Children learn key to coding success at classes in Belarus
IT firm's staff volunteer to teach refugees and local children to create interactive games and art.
Refugees and local children create interactive games and art at EPAM's programming classes.
© UNHCR/Egor Dubrovsky
Nine-year-old Masha stares at a computer screen, absorbed in a racing game.
Unlike many parents, Svetlana is keen to encourage her, because not only is Masha playing this game – she created it.
Masha is one of more than 30 children who found refuge in Belarus and are now learning how to code thanks to the IT company EPAM Systems and UNHCR, the UN Refugee Agency. Every weekend, they come together with local children in the cities of Minsk and Gomel to create interactive games and art. This eKIDS programme is the company’s social responsibility initiative.
“Computers and programming are our future,” says 26-year-old Yura, Masha’s teacher in Minsk. “Some of these children are living in a different world, it’s really impressive. You can just imagine what they will do in the future.”
“We can give them a better future.”
About 70 EPAM staff members like Yura volunteer to teach some 300 children in the eKIDS programme. Among aspiring IT experts are youngsters who have fled upheaval in Ukraine, Afghanistan and beyond. Now, safe at last, the children have hope for the future and a chance to make friends.
“They already have complex lives,” Yura says. “We can give them a better future.”
Masha feels right at home in these classes, having been forced to flee her own in Donetsk, Ukraine, three years ago.
“We had just started achieving all our dreams,” says Svetlana. “We’d had three children, we’d bought our dream house. We’d started a garden and planted 50 trees. Then the conflict began. We would hear the fighting at night and I couldn’t sleep because of the worry. It was getting closer and closer.”
One evening, as the shells pounded the streets of home city Kramatorsk, Svetlana and family locked their door and boarded the night train. Belarus, the country next door, gave them the protection they needed.
“I think you have to appreciate your life here and now,” says Svetlana. “Nobody ever knows how it will be in future and we should be happy.”
It has not been easy for Svetlana to stay positive. Once a teacher, she now cleans equipment in a factory, after taking the first job she could find in Minsk. Her husband works for the local utilities board.
EPAM’s computer classes give the whole family a sense of belonging and hope.
"I have never seen my daughter like this.”
“Our family income is low,” says Svetlana. “We would not have been able to pay for these classes. As a mother, I am truly grateful for this opportunity, so is my daughter. She was so sad when the last semester was over.”
One of Masha’s classmates, seven-year-old David, also fled the conflict in Ukraine with his family. Like her, he loves the coding classes, although it takes him and his mother Kristina more than an hour’s travel on public transportation.

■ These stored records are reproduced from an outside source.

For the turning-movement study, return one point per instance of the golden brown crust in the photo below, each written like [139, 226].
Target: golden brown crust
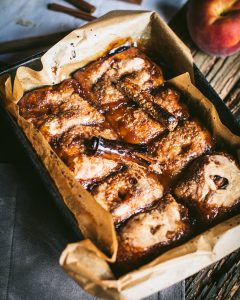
[129, 192]
[132, 124]
[149, 233]
[211, 187]
[187, 142]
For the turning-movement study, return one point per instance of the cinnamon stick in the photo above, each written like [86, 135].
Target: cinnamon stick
[70, 11]
[82, 5]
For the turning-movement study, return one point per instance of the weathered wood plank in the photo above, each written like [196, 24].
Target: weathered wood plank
[222, 73]
[233, 101]
[221, 280]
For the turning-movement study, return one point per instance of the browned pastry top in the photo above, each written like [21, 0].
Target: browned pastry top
[128, 137]
[211, 186]
[146, 233]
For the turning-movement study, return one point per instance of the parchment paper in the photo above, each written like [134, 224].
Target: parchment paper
[87, 261]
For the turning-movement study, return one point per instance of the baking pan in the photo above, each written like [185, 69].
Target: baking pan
[34, 62]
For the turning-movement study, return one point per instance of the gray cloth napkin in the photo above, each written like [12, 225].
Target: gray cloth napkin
[33, 235]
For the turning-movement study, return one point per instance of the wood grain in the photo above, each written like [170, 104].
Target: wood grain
[220, 281]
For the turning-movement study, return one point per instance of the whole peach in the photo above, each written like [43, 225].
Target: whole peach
[214, 25]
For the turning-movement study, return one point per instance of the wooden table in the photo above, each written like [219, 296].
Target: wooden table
[221, 280]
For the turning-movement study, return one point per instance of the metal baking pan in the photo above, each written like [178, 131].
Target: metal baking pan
[34, 62]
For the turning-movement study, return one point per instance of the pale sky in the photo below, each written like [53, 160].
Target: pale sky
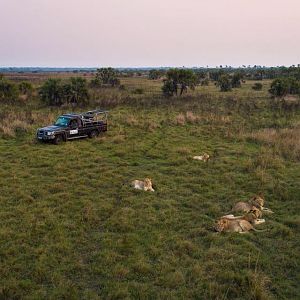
[136, 33]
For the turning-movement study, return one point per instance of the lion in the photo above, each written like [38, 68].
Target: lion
[255, 203]
[145, 185]
[234, 225]
[253, 217]
[205, 157]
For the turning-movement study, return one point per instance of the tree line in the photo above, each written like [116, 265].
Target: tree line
[175, 82]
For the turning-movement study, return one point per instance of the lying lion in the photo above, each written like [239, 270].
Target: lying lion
[145, 185]
[205, 157]
[234, 225]
[255, 203]
[253, 217]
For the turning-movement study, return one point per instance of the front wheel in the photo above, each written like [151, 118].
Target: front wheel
[58, 140]
[93, 134]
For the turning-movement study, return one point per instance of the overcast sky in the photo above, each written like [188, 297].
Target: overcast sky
[135, 33]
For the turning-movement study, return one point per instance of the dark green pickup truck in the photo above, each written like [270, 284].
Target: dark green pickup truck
[73, 126]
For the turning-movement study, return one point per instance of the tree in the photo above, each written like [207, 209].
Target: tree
[105, 76]
[257, 86]
[224, 83]
[25, 88]
[75, 91]
[8, 90]
[283, 86]
[236, 80]
[179, 79]
[155, 74]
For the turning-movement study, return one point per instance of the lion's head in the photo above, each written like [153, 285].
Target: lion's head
[148, 182]
[258, 201]
[221, 225]
[256, 212]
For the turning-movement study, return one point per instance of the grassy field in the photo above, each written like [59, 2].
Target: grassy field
[71, 227]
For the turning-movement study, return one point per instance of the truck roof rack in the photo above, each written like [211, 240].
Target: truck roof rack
[88, 114]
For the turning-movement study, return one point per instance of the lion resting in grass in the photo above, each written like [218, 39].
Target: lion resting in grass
[145, 185]
[205, 157]
[234, 225]
[255, 203]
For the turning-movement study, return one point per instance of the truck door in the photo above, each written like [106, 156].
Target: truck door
[73, 129]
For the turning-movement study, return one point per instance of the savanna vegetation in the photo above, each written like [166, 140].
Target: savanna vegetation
[71, 226]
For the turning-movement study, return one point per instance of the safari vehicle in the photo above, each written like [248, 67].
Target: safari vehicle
[73, 126]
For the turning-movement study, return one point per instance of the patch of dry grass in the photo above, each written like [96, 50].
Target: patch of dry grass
[286, 140]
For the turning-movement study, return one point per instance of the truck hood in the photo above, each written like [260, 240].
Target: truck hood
[51, 128]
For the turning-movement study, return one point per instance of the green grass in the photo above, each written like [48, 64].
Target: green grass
[71, 227]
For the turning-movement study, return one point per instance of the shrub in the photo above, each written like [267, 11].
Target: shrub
[283, 86]
[179, 79]
[257, 86]
[205, 82]
[105, 76]
[224, 83]
[236, 80]
[8, 91]
[25, 88]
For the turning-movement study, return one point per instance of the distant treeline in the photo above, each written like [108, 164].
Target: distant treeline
[247, 72]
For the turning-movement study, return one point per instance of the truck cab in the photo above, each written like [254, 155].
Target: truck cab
[71, 126]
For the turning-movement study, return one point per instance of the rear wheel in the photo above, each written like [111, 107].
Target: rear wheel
[93, 134]
[58, 140]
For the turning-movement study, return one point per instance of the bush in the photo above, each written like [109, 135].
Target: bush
[105, 76]
[224, 83]
[25, 88]
[282, 86]
[257, 86]
[8, 91]
[179, 79]
[236, 80]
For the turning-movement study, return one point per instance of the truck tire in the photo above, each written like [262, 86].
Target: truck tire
[58, 139]
[93, 134]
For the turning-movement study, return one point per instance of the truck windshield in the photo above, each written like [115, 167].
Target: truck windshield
[62, 121]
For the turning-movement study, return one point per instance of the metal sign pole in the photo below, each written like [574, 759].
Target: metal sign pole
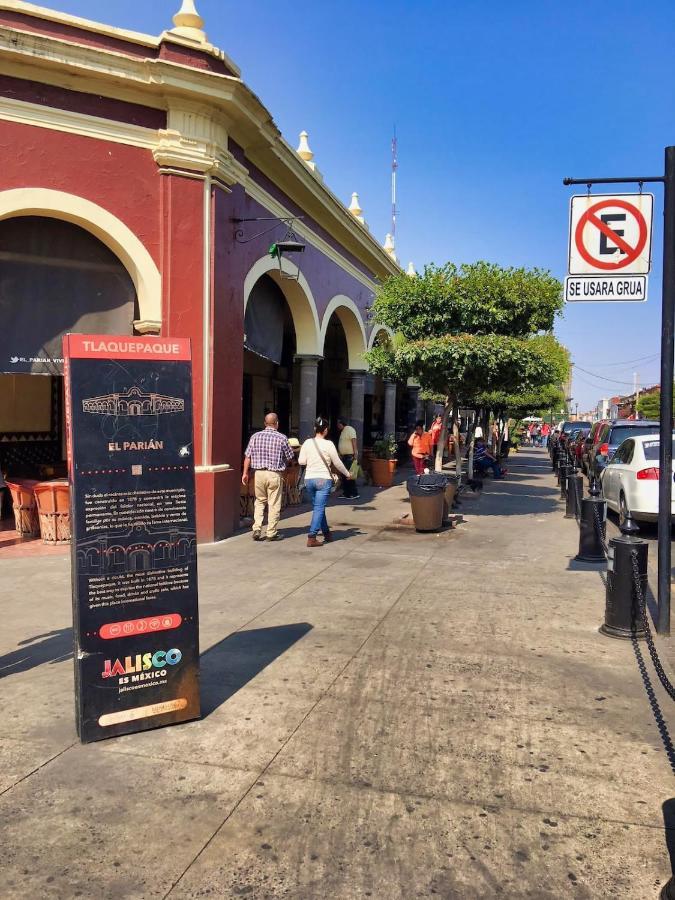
[666, 411]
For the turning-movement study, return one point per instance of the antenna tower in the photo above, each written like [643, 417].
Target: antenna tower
[394, 167]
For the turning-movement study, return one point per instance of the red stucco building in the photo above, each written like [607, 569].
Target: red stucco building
[127, 162]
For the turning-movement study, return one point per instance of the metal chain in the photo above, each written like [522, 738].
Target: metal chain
[642, 603]
[600, 530]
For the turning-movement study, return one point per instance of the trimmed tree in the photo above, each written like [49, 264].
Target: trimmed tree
[466, 330]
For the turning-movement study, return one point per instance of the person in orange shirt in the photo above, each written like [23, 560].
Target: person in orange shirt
[420, 444]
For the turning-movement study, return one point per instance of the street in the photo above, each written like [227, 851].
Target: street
[392, 716]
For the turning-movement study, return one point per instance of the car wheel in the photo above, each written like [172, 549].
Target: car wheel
[623, 508]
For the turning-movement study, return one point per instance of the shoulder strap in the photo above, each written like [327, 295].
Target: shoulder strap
[321, 456]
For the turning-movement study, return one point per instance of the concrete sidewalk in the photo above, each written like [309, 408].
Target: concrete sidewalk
[392, 716]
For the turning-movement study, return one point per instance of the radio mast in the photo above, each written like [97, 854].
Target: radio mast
[394, 167]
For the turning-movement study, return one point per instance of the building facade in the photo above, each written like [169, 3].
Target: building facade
[134, 170]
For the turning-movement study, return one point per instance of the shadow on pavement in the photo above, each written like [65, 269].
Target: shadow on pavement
[237, 659]
[51, 647]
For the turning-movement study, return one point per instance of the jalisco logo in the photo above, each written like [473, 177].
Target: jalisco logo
[142, 664]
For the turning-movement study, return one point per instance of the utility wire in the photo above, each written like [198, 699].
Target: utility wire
[629, 361]
[602, 377]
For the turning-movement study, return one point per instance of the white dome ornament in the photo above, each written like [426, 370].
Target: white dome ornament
[355, 208]
[188, 23]
[304, 151]
[389, 247]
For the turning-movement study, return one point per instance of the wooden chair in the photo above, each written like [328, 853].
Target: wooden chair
[25, 508]
[53, 503]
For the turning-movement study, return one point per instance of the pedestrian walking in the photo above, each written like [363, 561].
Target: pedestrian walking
[435, 432]
[320, 457]
[348, 451]
[420, 447]
[268, 454]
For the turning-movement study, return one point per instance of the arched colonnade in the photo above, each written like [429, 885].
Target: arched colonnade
[329, 374]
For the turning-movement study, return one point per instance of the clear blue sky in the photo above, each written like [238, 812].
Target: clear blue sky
[494, 102]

“It’s good for his development,” says Kristina. “It’s important, too, that it’s free for us. We heard that some people pay up to one hundred rubles (US$50) for these kinds of classes and that is a lot. It would be silly to deny him this opportunity.”
“Plus, there is free hot chocolate here!” says David, happily.

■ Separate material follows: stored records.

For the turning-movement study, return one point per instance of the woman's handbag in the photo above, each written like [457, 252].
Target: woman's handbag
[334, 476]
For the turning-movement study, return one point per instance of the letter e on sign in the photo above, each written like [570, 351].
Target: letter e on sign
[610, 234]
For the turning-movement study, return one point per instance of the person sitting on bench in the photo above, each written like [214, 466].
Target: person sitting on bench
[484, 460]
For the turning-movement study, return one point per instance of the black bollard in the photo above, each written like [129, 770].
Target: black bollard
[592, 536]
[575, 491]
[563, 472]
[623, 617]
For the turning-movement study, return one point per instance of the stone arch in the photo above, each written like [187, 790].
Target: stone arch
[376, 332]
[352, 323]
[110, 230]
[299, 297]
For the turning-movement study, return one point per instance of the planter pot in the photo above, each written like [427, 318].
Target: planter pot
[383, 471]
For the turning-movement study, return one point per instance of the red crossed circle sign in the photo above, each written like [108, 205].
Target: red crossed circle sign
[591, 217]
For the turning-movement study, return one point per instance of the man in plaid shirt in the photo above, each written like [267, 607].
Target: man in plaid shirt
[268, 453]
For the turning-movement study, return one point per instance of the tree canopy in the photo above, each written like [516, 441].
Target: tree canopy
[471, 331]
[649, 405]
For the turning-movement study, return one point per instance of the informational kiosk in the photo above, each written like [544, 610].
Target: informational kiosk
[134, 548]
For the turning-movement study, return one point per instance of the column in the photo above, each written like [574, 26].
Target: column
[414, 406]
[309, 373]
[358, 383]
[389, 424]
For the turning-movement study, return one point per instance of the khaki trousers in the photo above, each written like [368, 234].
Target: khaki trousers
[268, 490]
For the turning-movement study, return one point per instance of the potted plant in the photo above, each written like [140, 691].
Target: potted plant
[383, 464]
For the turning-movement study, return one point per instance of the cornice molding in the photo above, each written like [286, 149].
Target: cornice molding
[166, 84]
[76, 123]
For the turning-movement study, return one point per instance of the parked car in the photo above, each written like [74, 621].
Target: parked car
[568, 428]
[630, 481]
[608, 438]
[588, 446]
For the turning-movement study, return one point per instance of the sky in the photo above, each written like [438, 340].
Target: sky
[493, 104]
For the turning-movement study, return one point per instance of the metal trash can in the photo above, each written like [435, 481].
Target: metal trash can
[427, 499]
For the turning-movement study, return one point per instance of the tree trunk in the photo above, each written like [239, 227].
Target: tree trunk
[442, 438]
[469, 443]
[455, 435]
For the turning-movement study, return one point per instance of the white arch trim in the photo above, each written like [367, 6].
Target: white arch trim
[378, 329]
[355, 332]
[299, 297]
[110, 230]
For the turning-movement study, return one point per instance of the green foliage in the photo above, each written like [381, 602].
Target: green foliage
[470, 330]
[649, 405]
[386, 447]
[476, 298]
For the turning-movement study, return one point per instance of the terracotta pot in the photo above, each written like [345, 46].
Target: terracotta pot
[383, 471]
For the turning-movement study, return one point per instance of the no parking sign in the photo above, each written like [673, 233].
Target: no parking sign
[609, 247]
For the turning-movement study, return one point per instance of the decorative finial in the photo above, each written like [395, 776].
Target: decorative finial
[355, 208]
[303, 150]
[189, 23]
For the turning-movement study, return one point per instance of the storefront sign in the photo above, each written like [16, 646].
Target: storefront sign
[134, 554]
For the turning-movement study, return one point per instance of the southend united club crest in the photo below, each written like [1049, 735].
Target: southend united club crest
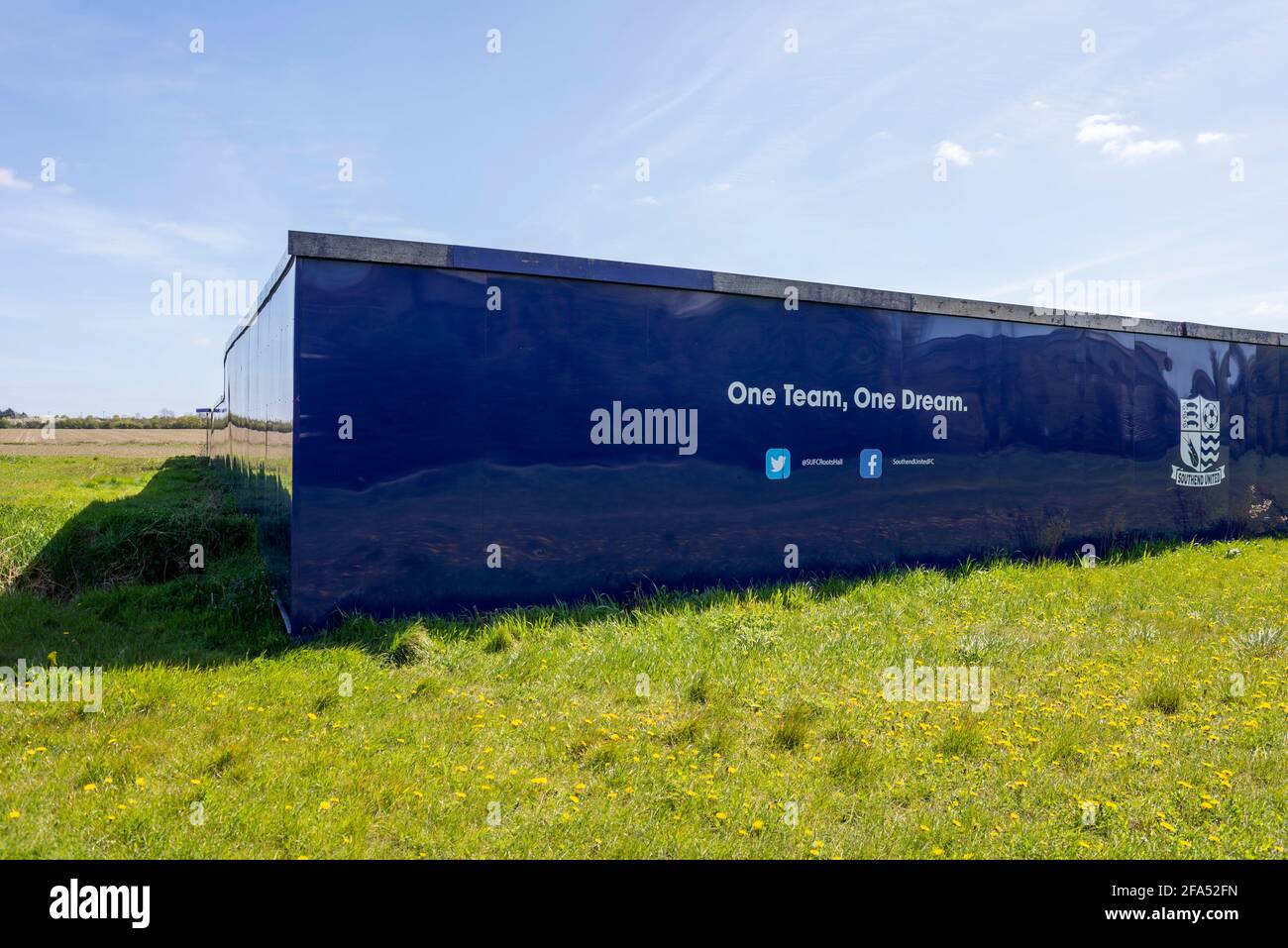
[1201, 443]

The coding classes are an example of how private partnerships can contribute to social cohesion, bring refugees and local children together.
“We are very glad to help bringing such opportunities and experiences for the children, especially to the children who had to escape their home countries to have a normal life," says Arkadiy Dobkin, the CEO and president of EPAM Systems. "We are also very thankful to UNHCR for the opportunity to partner with for such programs which bring joy and some level of happiness to those kids. EPAM plans in the future to continue the effort of expanding similar programs within our broader eKIDS initiative."
Masha loves the classes so much that she and Svetlana travel for up to two-and-a-half hours each way on three buses to get here. One weekend, when she was ill, she begged her mother to let her attend. “I’ll wear a mask!” she promised.
At last, the youngster is finding a new, happier life in Belarus.
“There is a new wave of something in her life,” says Svetlana. “She’s got a new perspective. She is now looking forward to weekends and her outlook is broadening. It’s drop by drop. I have never seen my daughter like this.”